The story follows The Ambassador, her friends, and her team as they look for ways to stop the invading Olmeri. The Ambassador is a highly respected older woman, not another Captain or Lost Renegade. She is not a broken relic looking for redemption. She’s good at what she does. Very good. She is slightly snarky, really likes coffee, is an adept in the martial arts, speaks multiple languages, and keeps lots of secrets. She’s still got game but she’s not a ‘young vixen’ any more. She’d like to retire. She can’t. The High Council has summoned her for a difficult new mission.
The Ambassador is low-concept, realistic and grounded. It combines the humanity of the original Star Trek with the expert teamwork of the original Mission: Impossible, magical swords and jewels from Tolkien and Stargate, mystical lore from Chinese martial arts, and characters who would be at home in Mayberry.
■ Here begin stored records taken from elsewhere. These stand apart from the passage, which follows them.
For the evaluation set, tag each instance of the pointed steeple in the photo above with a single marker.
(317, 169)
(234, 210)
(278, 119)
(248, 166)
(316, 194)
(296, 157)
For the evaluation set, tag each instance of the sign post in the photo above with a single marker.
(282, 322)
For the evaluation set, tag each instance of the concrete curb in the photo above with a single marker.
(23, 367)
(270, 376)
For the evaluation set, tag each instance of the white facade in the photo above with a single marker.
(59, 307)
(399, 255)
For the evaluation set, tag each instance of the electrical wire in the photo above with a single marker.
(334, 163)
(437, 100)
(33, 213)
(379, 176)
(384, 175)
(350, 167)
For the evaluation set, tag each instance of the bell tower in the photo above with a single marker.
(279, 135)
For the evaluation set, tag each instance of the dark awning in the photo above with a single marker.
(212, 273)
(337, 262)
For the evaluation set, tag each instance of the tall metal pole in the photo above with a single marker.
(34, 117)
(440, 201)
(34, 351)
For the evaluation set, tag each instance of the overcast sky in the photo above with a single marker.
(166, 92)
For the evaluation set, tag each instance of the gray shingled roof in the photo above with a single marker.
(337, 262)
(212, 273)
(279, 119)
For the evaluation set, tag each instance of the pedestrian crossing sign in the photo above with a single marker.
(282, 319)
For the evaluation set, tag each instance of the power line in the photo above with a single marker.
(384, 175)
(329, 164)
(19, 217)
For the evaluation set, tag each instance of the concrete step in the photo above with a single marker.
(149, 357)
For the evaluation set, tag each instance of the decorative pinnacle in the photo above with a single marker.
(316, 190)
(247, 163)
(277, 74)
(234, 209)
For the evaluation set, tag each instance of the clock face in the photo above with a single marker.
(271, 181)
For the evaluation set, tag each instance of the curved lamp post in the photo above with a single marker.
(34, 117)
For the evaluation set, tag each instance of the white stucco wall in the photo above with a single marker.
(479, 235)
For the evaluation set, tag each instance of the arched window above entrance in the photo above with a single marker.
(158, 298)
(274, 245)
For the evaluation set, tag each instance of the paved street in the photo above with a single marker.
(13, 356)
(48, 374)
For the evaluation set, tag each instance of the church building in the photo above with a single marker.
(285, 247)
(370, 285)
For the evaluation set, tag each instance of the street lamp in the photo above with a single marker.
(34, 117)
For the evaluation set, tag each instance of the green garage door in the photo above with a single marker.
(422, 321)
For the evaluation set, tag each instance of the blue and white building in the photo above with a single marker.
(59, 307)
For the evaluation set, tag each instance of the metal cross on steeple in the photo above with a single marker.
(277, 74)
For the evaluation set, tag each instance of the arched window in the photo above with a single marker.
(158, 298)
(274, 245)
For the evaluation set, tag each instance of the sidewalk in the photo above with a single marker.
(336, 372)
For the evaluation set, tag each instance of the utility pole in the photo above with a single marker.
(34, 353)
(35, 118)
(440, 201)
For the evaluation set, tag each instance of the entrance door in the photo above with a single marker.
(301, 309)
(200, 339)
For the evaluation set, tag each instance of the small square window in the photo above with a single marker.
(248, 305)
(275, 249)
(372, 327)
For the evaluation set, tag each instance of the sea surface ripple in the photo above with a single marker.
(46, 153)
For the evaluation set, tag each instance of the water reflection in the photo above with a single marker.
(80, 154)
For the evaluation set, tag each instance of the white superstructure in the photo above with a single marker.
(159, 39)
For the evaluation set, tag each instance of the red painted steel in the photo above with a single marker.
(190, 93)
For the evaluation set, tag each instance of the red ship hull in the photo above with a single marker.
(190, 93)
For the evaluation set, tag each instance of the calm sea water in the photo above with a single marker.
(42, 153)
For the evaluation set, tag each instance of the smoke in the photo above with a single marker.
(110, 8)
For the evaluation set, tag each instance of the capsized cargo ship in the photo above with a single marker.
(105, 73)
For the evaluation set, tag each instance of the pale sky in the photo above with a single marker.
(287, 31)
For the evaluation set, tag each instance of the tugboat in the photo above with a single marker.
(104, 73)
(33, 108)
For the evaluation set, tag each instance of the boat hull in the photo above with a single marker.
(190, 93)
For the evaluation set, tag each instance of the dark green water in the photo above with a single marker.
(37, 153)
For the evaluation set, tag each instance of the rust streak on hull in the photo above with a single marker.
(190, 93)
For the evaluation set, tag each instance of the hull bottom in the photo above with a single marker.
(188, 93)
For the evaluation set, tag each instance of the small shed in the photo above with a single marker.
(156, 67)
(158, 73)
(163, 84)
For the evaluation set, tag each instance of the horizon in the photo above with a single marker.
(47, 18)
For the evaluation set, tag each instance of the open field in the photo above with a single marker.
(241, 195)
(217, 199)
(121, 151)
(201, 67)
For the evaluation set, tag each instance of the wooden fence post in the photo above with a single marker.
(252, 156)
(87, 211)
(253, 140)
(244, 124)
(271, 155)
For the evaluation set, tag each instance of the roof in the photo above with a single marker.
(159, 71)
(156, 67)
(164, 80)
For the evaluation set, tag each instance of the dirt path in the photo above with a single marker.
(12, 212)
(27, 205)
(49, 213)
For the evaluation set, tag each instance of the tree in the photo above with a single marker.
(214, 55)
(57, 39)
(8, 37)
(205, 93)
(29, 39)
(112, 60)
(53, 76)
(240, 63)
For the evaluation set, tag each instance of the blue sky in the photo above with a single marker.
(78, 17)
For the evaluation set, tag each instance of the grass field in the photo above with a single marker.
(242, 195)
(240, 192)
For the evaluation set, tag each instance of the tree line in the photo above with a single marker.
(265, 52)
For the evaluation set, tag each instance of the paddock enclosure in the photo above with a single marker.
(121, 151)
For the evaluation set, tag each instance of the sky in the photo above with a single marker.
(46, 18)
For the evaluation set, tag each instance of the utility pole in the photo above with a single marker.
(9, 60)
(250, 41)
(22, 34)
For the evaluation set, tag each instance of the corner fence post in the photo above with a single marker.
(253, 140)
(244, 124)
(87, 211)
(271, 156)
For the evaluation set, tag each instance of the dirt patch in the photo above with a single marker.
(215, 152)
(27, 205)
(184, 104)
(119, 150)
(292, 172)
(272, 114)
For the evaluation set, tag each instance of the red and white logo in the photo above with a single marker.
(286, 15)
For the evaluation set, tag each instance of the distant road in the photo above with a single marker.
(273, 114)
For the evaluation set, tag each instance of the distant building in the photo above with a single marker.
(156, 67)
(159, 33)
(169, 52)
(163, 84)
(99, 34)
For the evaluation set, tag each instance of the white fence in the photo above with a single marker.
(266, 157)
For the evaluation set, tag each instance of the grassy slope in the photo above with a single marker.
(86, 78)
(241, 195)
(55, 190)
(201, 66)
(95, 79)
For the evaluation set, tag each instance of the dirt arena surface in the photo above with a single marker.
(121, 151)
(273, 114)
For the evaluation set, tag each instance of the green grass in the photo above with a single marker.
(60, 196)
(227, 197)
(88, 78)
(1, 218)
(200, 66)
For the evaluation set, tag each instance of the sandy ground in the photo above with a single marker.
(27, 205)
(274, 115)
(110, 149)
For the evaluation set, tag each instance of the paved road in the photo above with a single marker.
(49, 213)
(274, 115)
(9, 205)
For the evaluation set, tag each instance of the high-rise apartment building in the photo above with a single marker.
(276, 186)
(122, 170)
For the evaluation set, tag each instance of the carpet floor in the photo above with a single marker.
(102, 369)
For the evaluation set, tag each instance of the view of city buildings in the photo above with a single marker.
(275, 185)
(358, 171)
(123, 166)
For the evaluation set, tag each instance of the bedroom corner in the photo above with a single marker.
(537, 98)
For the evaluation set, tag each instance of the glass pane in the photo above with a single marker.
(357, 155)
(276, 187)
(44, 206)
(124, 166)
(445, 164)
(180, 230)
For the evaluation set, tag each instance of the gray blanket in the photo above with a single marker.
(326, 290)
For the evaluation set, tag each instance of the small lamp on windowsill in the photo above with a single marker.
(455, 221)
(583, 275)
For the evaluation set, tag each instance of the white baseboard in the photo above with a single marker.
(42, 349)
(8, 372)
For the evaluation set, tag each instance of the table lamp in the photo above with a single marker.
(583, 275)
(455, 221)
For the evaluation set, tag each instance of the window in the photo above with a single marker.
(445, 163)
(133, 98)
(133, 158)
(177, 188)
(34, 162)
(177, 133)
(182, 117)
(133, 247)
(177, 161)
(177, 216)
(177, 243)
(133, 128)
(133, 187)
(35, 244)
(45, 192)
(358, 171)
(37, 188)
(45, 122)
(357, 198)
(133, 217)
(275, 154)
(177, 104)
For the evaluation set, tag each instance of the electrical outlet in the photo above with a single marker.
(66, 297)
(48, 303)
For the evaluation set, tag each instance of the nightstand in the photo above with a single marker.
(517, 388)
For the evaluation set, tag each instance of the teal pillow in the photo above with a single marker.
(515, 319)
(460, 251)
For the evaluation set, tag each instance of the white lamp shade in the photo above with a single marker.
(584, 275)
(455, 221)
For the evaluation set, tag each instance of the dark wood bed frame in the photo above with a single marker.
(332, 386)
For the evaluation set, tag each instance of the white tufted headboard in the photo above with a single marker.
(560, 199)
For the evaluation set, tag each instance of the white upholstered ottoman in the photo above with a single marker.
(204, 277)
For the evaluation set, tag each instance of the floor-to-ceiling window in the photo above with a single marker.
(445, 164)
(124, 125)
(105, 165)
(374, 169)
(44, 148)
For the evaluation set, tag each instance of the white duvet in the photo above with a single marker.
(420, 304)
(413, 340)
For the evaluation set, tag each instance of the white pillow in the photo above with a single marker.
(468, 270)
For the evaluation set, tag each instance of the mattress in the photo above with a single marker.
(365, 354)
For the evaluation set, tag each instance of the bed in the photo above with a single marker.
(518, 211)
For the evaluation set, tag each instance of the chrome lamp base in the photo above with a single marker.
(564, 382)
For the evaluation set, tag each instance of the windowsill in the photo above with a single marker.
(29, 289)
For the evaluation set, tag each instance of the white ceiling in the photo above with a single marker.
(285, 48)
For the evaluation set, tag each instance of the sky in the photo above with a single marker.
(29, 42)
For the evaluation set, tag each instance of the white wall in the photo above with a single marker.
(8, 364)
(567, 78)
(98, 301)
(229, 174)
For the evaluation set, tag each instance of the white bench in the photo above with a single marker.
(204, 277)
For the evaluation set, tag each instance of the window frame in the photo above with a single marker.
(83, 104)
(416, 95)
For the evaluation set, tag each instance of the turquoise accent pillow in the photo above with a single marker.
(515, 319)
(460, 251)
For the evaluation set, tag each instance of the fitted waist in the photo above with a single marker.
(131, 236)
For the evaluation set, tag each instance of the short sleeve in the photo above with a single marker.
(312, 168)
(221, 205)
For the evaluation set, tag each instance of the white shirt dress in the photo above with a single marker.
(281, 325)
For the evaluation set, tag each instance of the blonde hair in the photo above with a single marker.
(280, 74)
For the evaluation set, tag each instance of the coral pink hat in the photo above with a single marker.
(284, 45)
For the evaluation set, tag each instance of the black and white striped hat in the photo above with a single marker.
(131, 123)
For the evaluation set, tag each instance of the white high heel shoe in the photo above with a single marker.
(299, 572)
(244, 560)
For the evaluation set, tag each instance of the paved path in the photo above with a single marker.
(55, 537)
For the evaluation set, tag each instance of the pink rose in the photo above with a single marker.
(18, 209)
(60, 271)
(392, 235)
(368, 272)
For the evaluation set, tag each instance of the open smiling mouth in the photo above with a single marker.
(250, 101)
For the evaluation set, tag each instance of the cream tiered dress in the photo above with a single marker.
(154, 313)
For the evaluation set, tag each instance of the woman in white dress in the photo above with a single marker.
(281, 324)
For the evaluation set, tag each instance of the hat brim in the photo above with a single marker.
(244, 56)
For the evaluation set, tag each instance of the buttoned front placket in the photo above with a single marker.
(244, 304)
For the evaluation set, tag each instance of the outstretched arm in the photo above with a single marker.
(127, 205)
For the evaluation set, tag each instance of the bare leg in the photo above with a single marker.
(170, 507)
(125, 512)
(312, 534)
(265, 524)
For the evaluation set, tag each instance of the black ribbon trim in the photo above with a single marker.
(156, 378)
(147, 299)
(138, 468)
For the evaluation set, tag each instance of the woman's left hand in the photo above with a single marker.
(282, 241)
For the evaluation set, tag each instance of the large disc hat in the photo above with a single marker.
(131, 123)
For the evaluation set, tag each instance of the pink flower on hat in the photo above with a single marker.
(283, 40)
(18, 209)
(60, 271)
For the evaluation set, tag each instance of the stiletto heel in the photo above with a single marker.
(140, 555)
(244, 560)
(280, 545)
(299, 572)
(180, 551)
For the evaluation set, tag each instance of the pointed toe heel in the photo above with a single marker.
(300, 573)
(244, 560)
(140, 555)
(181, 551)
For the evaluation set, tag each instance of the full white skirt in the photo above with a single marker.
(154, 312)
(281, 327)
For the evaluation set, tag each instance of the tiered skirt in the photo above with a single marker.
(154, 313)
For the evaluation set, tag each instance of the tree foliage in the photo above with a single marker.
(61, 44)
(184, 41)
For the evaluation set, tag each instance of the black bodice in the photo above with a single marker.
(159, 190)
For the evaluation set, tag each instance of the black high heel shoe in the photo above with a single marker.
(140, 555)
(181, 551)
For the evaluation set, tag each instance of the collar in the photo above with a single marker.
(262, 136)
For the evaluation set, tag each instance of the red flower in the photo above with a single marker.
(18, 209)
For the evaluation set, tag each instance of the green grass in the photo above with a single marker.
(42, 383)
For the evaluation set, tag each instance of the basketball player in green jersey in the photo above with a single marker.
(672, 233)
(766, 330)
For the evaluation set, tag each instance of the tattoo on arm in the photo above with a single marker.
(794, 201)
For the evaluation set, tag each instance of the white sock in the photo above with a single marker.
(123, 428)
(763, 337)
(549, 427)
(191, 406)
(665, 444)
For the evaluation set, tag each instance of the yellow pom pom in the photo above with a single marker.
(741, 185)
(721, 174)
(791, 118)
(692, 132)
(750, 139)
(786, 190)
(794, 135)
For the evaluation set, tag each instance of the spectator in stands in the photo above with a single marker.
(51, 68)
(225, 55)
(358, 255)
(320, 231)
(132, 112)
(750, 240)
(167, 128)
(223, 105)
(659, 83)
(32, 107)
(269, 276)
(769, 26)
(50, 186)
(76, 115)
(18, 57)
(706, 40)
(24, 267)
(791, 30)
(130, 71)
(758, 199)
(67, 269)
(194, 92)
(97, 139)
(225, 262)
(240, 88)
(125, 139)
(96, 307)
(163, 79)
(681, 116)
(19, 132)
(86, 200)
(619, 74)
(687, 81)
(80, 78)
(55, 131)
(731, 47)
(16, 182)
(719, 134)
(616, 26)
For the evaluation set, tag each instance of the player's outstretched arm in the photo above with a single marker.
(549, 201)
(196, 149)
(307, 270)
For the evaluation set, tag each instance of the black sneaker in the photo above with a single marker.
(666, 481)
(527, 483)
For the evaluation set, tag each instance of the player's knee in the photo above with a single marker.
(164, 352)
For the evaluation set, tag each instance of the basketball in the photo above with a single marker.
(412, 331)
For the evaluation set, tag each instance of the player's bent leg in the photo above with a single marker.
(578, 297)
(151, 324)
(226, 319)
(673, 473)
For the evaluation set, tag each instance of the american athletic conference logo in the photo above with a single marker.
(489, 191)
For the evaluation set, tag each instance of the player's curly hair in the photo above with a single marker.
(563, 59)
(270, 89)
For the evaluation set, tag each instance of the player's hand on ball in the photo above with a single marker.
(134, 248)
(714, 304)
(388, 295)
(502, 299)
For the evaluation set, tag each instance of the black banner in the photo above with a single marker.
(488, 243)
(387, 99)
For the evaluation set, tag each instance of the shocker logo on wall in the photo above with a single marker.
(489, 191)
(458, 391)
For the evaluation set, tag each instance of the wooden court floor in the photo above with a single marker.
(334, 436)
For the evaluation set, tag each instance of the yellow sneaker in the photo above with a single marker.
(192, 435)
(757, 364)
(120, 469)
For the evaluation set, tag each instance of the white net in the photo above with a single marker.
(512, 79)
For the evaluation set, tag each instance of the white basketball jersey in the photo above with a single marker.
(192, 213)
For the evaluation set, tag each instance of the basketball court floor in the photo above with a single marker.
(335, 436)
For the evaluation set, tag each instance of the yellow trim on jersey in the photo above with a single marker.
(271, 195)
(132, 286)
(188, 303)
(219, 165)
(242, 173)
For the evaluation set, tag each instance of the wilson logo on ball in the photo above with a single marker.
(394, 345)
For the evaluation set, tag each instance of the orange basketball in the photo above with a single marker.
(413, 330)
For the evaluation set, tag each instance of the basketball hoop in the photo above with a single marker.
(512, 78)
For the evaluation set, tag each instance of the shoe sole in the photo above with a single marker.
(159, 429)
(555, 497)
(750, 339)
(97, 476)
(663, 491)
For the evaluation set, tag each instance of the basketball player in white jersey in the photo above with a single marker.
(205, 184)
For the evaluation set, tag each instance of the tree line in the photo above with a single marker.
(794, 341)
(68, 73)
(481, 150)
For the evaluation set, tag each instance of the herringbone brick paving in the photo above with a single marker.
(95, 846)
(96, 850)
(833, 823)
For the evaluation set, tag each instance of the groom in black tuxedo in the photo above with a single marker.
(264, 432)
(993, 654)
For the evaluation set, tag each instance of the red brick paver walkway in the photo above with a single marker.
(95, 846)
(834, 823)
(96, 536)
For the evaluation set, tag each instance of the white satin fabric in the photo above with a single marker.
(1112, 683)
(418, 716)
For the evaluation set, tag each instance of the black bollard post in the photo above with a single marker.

It’s a comfortable adventure in a world where excellence is expected, integrity and honor matter, trust is earned, wits matter more than firepower, friends are the best, everybody gets a seat at the table, and the good guys win most of the time. It crosses generations and cultures, East and West. It’s new and fresh and old and full of all sorts of hooks and turns. Always another secret to be revealed. It’s not the same and it is exactly the same. It will make you smile, cry a little, and smile again. It’s normal, mostly.
The Ambassador and her team don’t save the universe. They try to do good. Sometimes they succeed. Sometimes they fail. They are excellent at what they do. They are brilliant and humble, honest and kind. They are mostly regular, normal, outwardly average, incredibly interesting, quietly extraordinary people.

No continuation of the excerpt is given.